In the world of mid-market New York City investment sales last week, the former owner of Murray’s Cheese picked up a Williamsburg building and Churchill Real Estate Holdings bought three rental buildings in Hell’s Kitchen.
1.) Gary Podell’s Churchill Real Estate Holdings picked up three contiguous rental buildings along West 48th Street in Hell’s Kitchen for $15.5 million. Churchill paid $12.4 million for two 12-unit buildings at 439 and 441 West 48th Street and $3.1 million for a 10-unit building at 443 West 48th Street. Churchill secured a $7.2 million mortgage for the three properties. All 34 apartments are market-rate and most recently, a two-bedroom apartment rented for $4,000 according to StreetEasy. The seller was Yaron Finkelstein.

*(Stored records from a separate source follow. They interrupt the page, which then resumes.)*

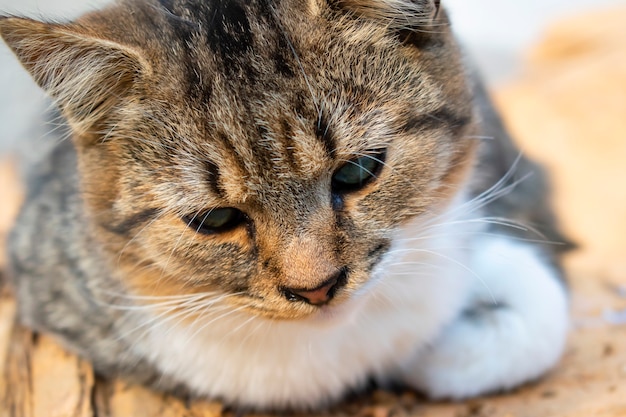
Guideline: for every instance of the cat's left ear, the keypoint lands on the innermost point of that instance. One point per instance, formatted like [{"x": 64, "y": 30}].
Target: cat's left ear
[
  {"x": 416, "y": 20},
  {"x": 88, "y": 76}
]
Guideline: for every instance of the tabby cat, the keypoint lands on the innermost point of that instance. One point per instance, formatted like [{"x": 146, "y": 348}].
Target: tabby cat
[{"x": 272, "y": 202}]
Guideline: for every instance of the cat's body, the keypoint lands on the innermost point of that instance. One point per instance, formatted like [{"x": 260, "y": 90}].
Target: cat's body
[{"x": 221, "y": 242}]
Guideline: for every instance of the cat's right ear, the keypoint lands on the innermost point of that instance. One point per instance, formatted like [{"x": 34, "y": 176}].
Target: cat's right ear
[{"x": 86, "y": 75}]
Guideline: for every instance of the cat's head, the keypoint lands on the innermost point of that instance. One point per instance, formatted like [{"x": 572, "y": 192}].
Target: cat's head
[{"x": 265, "y": 150}]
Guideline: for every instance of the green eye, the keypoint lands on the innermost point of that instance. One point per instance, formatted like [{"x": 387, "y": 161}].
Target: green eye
[
  {"x": 215, "y": 221},
  {"x": 357, "y": 173}
]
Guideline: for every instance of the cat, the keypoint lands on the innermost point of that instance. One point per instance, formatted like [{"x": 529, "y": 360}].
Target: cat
[{"x": 272, "y": 202}]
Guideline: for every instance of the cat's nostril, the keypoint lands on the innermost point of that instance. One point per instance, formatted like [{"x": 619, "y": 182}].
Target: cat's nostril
[{"x": 320, "y": 295}]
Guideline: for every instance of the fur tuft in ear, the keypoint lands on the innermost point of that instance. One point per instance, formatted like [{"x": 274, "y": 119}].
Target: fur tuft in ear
[
  {"x": 87, "y": 76},
  {"x": 397, "y": 14}
]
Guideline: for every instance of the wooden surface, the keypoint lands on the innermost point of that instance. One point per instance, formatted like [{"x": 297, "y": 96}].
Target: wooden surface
[{"x": 569, "y": 112}]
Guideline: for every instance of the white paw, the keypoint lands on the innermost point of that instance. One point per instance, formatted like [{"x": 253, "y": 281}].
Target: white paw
[{"x": 512, "y": 331}]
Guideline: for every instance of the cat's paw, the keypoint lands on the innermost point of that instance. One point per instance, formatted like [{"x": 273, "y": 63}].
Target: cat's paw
[{"x": 512, "y": 331}]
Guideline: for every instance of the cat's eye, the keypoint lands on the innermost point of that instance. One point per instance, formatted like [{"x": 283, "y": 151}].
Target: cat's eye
[
  {"x": 358, "y": 172},
  {"x": 215, "y": 221}
]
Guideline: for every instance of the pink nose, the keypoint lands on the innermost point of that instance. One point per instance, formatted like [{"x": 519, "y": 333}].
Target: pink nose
[{"x": 318, "y": 296}]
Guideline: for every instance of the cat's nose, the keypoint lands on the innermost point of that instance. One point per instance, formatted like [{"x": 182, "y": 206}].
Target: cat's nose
[{"x": 320, "y": 295}]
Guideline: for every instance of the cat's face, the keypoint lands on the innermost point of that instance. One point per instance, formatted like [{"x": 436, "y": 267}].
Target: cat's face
[{"x": 266, "y": 151}]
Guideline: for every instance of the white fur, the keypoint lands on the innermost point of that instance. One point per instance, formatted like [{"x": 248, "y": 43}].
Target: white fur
[
  {"x": 498, "y": 348},
  {"x": 407, "y": 324}
]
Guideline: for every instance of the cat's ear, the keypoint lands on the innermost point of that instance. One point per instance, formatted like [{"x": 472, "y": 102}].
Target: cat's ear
[
  {"x": 87, "y": 76},
  {"x": 416, "y": 21}
]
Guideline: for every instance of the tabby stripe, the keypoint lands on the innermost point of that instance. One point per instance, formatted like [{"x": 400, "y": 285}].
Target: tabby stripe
[
  {"x": 132, "y": 222},
  {"x": 213, "y": 178},
  {"x": 441, "y": 118},
  {"x": 325, "y": 134}
]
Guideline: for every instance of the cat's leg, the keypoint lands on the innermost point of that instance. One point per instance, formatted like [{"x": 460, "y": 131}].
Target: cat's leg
[{"x": 512, "y": 330}]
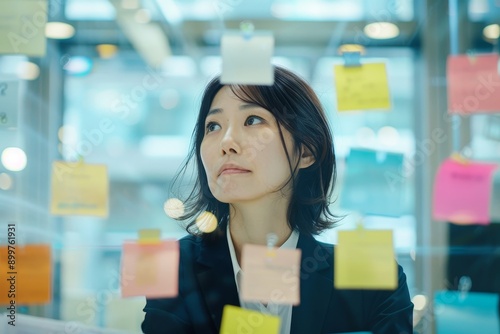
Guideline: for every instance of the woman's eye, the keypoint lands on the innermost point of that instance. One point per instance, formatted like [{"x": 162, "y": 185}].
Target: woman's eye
[
  {"x": 210, "y": 126},
  {"x": 251, "y": 120}
]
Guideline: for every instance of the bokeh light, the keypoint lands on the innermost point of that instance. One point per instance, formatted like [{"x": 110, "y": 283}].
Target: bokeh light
[
  {"x": 206, "y": 222},
  {"x": 174, "y": 208},
  {"x": 14, "y": 159}
]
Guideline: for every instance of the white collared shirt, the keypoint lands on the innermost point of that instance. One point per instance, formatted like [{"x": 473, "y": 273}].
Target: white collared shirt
[{"x": 284, "y": 311}]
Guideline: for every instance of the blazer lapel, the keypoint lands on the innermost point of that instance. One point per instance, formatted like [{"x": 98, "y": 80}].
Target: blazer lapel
[
  {"x": 316, "y": 287},
  {"x": 215, "y": 276}
]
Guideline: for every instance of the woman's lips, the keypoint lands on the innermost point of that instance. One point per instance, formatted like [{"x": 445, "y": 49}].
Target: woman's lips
[{"x": 234, "y": 171}]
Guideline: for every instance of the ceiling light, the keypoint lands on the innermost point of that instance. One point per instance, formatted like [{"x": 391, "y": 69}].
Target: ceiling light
[
  {"x": 130, "y": 4},
  {"x": 492, "y": 31},
  {"x": 59, "y": 30},
  {"x": 78, "y": 66},
  {"x": 28, "y": 71},
  {"x": 106, "y": 51},
  {"x": 381, "y": 30}
]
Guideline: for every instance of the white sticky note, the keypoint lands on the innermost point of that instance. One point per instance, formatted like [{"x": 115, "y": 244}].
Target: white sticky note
[
  {"x": 247, "y": 60},
  {"x": 9, "y": 103},
  {"x": 22, "y": 27}
]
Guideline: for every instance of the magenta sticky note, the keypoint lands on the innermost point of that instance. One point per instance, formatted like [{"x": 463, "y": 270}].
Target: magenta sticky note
[
  {"x": 473, "y": 84},
  {"x": 270, "y": 275},
  {"x": 462, "y": 192},
  {"x": 150, "y": 270}
]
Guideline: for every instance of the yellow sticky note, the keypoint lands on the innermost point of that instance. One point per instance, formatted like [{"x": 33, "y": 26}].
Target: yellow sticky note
[
  {"x": 238, "y": 320},
  {"x": 79, "y": 189},
  {"x": 149, "y": 236},
  {"x": 22, "y": 27},
  {"x": 362, "y": 87},
  {"x": 28, "y": 274},
  {"x": 364, "y": 259},
  {"x": 270, "y": 276},
  {"x": 150, "y": 270}
]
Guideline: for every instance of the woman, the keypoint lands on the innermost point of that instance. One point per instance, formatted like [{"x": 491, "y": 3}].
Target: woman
[{"x": 266, "y": 164}]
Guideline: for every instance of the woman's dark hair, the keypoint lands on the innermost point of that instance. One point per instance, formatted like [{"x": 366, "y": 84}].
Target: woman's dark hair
[{"x": 296, "y": 108}]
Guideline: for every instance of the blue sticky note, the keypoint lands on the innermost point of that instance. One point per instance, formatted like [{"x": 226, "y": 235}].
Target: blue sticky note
[
  {"x": 465, "y": 313},
  {"x": 373, "y": 183}
]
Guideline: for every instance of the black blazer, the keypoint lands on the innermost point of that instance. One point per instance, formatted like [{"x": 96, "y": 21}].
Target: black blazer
[{"x": 206, "y": 284}]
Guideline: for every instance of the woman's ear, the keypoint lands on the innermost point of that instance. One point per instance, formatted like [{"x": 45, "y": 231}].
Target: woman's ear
[{"x": 306, "y": 157}]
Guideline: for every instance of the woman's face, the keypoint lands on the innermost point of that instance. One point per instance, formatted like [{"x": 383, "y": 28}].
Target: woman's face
[{"x": 246, "y": 136}]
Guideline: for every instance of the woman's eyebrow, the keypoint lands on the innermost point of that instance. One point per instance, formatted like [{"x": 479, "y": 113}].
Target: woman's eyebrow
[{"x": 241, "y": 107}]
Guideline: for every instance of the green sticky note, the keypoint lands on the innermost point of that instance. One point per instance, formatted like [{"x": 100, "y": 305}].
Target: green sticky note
[
  {"x": 364, "y": 259},
  {"x": 22, "y": 27},
  {"x": 362, "y": 87}
]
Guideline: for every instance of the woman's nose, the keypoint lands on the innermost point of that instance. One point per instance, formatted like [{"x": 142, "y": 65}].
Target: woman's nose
[{"x": 230, "y": 142}]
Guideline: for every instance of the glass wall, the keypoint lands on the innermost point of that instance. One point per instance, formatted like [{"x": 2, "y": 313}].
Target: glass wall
[{"x": 118, "y": 87}]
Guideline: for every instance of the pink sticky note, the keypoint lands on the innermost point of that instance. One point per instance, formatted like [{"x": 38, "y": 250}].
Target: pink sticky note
[
  {"x": 462, "y": 192},
  {"x": 473, "y": 84},
  {"x": 150, "y": 270},
  {"x": 270, "y": 275}
]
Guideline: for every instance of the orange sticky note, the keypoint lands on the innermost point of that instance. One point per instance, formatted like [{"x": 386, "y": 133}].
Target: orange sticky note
[
  {"x": 270, "y": 277},
  {"x": 79, "y": 189},
  {"x": 28, "y": 275},
  {"x": 473, "y": 84},
  {"x": 363, "y": 87},
  {"x": 364, "y": 259},
  {"x": 150, "y": 270},
  {"x": 462, "y": 192},
  {"x": 238, "y": 320}
]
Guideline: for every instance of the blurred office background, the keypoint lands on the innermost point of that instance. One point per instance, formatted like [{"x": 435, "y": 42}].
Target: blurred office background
[{"x": 142, "y": 66}]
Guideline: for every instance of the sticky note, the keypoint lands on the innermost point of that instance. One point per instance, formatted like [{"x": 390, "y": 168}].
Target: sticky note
[
  {"x": 79, "y": 189},
  {"x": 364, "y": 87},
  {"x": 373, "y": 183},
  {"x": 270, "y": 276},
  {"x": 473, "y": 83},
  {"x": 247, "y": 60},
  {"x": 22, "y": 27},
  {"x": 364, "y": 259},
  {"x": 462, "y": 192},
  {"x": 491, "y": 128},
  {"x": 28, "y": 279},
  {"x": 149, "y": 236},
  {"x": 238, "y": 320},
  {"x": 471, "y": 312},
  {"x": 9, "y": 103},
  {"x": 495, "y": 198},
  {"x": 150, "y": 270}
]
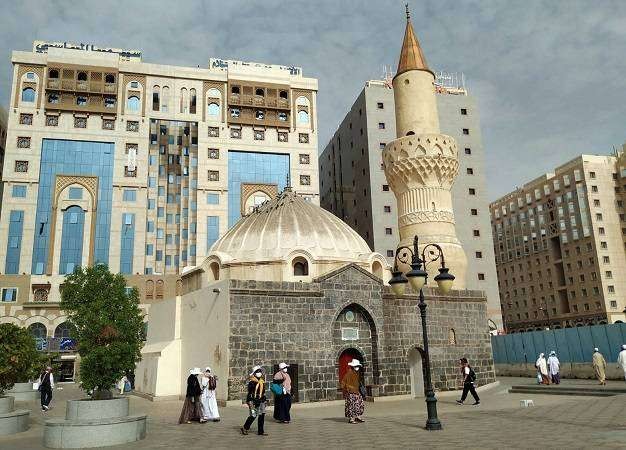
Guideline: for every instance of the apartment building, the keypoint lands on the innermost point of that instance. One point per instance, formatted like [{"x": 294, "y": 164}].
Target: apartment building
[
  {"x": 353, "y": 184},
  {"x": 139, "y": 166},
  {"x": 559, "y": 243}
]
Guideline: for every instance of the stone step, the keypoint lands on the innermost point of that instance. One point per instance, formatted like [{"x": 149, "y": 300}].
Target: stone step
[{"x": 567, "y": 390}]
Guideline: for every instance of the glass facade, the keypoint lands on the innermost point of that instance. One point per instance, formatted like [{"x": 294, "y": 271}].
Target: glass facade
[
  {"x": 14, "y": 244},
  {"x": 72, "y": 239},
  {"x": 73, "y": 158},
  {"x": 128, "y": 243},
  {"x": 212, "y": 231},
  {"x": 253, "y": 167}
]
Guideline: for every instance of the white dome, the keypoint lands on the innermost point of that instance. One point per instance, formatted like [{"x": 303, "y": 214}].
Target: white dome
[{"x": 290, "y": 224}]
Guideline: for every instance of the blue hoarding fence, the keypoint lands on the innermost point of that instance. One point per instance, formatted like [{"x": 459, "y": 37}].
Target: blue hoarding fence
[{"x": 572, "y": 345}]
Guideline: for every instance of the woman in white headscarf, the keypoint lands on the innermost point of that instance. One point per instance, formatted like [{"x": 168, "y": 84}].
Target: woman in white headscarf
[
  {"x": 208, "y": 384},
  {"x": 542, "y": 368}
]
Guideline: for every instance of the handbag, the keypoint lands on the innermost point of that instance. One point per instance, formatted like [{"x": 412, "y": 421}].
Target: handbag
[
  {"x": 276, "y": 388},
  {"x": 362, "y": 391}
]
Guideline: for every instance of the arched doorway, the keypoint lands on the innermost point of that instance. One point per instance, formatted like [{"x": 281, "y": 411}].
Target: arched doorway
[
  {"x": 344, "y": 358},
  {"x": 416, "y": 370}
]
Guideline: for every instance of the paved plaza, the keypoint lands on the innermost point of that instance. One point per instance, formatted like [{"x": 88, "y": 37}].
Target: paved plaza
[{"x": 555, "y": 421}]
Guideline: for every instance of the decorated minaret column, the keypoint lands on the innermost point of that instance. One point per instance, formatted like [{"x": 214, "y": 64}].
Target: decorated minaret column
[{"x": 421, "y": 164}]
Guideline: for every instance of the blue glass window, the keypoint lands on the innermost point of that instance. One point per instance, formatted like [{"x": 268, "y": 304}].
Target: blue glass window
[
  {"x": 213, "y": 109},
  {"x": 212, "y": 231},
  {"x": 72, "y": 239},
  {"x": 130, "y": 195},
  {"x": 76, "y": 194},
  {"x": 132, "y": 104},
  {"x": 128, "y": 243},
  {"x": 28, "y": 95},
  {"x": 14, "y": 244},
  {"x": 9, "y": 294},
  {"x": 73, "y": 158},
  {"x": 253, "y": 167},
  {"x": 19, "y": 191}
]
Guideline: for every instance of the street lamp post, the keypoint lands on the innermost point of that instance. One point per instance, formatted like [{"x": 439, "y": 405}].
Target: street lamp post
[{"x": 417, "y": 278}]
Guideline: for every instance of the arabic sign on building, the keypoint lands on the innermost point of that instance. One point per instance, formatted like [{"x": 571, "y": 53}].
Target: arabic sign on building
[{"x": 43, "y": 46}]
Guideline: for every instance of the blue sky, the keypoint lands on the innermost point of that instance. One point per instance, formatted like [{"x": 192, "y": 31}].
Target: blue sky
[{"x": 549, "y": 76}]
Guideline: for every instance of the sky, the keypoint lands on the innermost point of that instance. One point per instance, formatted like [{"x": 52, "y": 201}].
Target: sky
[{"x": 549, "y": 76}]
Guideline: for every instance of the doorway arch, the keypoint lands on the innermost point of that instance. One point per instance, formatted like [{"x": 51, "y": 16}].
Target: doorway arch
[{"x": 416, "y": 371}]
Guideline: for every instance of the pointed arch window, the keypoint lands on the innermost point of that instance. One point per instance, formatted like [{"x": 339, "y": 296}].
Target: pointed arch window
[{"x": 156, "y": 98}]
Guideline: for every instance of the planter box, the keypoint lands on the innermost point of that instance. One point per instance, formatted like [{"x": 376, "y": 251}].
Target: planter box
[
  {"x": 12, "y": 421},
  {"x": 94, "y": 423},
  {"x": 23, "y": 392}
]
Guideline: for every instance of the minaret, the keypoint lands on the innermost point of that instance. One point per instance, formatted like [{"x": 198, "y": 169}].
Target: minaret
[{"x": 421, "y": 164}]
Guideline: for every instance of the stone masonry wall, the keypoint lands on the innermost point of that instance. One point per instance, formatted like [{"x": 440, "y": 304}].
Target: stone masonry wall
[{"x": 301, "y": 323}]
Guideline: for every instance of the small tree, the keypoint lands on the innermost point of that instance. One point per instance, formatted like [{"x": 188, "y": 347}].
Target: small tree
[
  {"x": 108, "y": 324},
  {"x": 19, "y": 359}
]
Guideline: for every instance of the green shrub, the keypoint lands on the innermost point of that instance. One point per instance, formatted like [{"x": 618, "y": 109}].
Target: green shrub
[
  {"x": 19, "y": 359},
  {"x": 108, "y": 324}
]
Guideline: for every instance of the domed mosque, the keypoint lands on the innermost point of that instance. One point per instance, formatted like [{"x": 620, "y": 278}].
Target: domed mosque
[
  {"x": 290, "y": 239},
  {"x": 292, "y": 282}
]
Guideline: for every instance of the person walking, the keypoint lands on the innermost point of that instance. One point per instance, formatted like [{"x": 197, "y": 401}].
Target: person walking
[
  {"x": 353, "y": 392},
  {"x": 46, "y": 385},
  {"x": 621, "y": 360},
  {"x": 282, "y": 401},
  {"x": 121, "y": 385},
  {"x": 554, "y": 366},
  {"x": 542, "y": 369},
  {"x": 208, "y": 398},
  {"x": 599, "y": 366},
  {"x": 469, "y": 377},
  {"x": 257, "y": 402},
  {"x": 192, "y": 409}
]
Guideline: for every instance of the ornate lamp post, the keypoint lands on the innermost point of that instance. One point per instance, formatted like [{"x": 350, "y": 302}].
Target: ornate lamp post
[{"x": 418, "y": 277}]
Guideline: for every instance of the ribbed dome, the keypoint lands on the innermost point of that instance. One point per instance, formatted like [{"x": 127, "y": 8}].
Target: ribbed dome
[{"x": 287, "y": 223}]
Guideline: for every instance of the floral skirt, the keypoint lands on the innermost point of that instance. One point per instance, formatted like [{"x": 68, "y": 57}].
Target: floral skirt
[
  {"x": 354, "y": 405},
  {"x": 192, "y": 410}
]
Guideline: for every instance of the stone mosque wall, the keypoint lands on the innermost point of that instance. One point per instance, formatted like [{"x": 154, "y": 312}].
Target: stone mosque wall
[{"x": 306, "y": 324}]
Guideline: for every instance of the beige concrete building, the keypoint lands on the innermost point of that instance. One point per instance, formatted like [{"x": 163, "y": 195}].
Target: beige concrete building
[
  {"x": 353, "y": 185},
  {"x": 140, "y": 166},
  {"x": 559, "y": 242}
]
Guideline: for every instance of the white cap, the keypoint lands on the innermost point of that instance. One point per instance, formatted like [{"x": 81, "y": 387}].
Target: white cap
[{"x": 354, "y": 363}]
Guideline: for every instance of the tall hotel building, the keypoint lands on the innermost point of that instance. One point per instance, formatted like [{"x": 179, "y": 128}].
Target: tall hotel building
[
  {"x": 353, "y": 185},
  {"x": 559, "y": 242},
  {"x": 140, "y": 166}
]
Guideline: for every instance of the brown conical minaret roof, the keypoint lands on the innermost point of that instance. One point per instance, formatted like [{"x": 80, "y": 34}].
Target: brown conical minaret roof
[{"x": 411, "y": 55}]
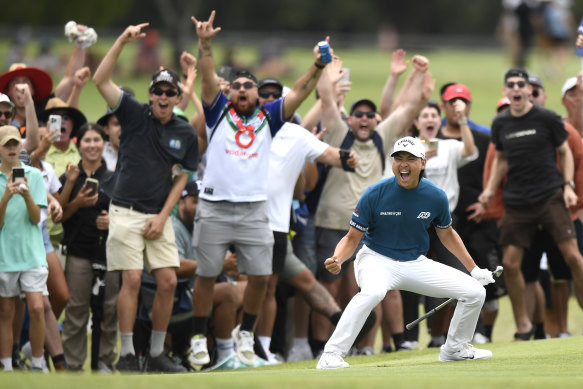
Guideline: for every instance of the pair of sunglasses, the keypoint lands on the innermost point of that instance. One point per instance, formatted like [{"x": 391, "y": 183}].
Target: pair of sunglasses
[
  {"x": 247, "y": 85},
  {"x": 359, "y": 114},
  {"x": 266, "y": 94},
  {"x": 167, "y": 92},
  {"x": 511, "y": 84}
]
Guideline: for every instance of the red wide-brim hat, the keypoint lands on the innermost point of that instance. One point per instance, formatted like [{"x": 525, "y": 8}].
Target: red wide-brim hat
[{"x": 42, "y": 81}]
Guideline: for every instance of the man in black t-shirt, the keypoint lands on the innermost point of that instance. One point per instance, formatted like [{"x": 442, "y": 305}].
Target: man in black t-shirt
[
  {"x": 527, "y": 138},
  {"x": 143, "y": 193}
]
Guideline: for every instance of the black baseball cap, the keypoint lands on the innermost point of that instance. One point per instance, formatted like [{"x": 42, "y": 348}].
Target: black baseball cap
[
  {"x": 166, "y": 75},
  {"x": 535, "y": 80},
  {"x": 361, "y": 102},
  {"x": 270, "y": 81},
  {"x": 191, "y": 189},
  {"x": 516, "y": 72},
  {"x": 244, "y": 73}
]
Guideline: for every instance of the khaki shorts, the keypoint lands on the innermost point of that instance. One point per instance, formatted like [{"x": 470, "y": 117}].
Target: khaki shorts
[
  {"x": 26, "y": 281},
  {"x": 127, "y": 249},
  {"x": 520, "y": 223},
  {"x": 222, "y": 224}
]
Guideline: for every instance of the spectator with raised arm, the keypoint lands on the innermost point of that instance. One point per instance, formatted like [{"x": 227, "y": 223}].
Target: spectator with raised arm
[
  {"x": 143, "y": 194},
  {"x": 232, "y": 207}
]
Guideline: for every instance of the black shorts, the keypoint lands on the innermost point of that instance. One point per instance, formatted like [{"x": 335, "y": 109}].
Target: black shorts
[{"x": 521, "y": 223}]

2.) The former owner of Murray’s Cheese bought a five-story, mixed-use building in Williamsburg for $16.9 million. Rob Kaufelt bought the building at 130 Grand Street, at the corner of Berry Street, from Cheskel Strulovitch, a Brooklyn landlord with at least 40 buildings in his portfolio. The 37,500-square-foot building, with a alternate address at 255 Berry Street, includes 14 rent-stabilized units and two commercial units. Kaufelt owned Murray’s Cheese, a Bleecker Street stalwart that was founded in 1940, until April of this year when it sold to the Kroger grocery chain. Daniel Rahmani and Lukas Rociunas-Englert of Capital Property Partners represented both the buyer and the seller.
3.) TJS Industries sold a four-story storage facility at 114 Forrest Street in East Williamsburg to Bushwick 2 Lofts LLC. The buyer paid $10.3 million for the 30,340-square-foot building. TJS Industries was incorporated by Morris Schwartz in 1974 and bought the building in the same year under the name the Schwartz Brothers Realty Corp.
4.) Joseph Francolino, Sr. sold a 3,800-square-foot commercial building in Chelsea to an unknown buyer for $20 million. The one-story building at 459 West 19th Street is located between Ninth and 10th avenues. In the 1990s, Francolino pleaded guilty to leading the Mafia cartel that controlled New York City’s private trash industry.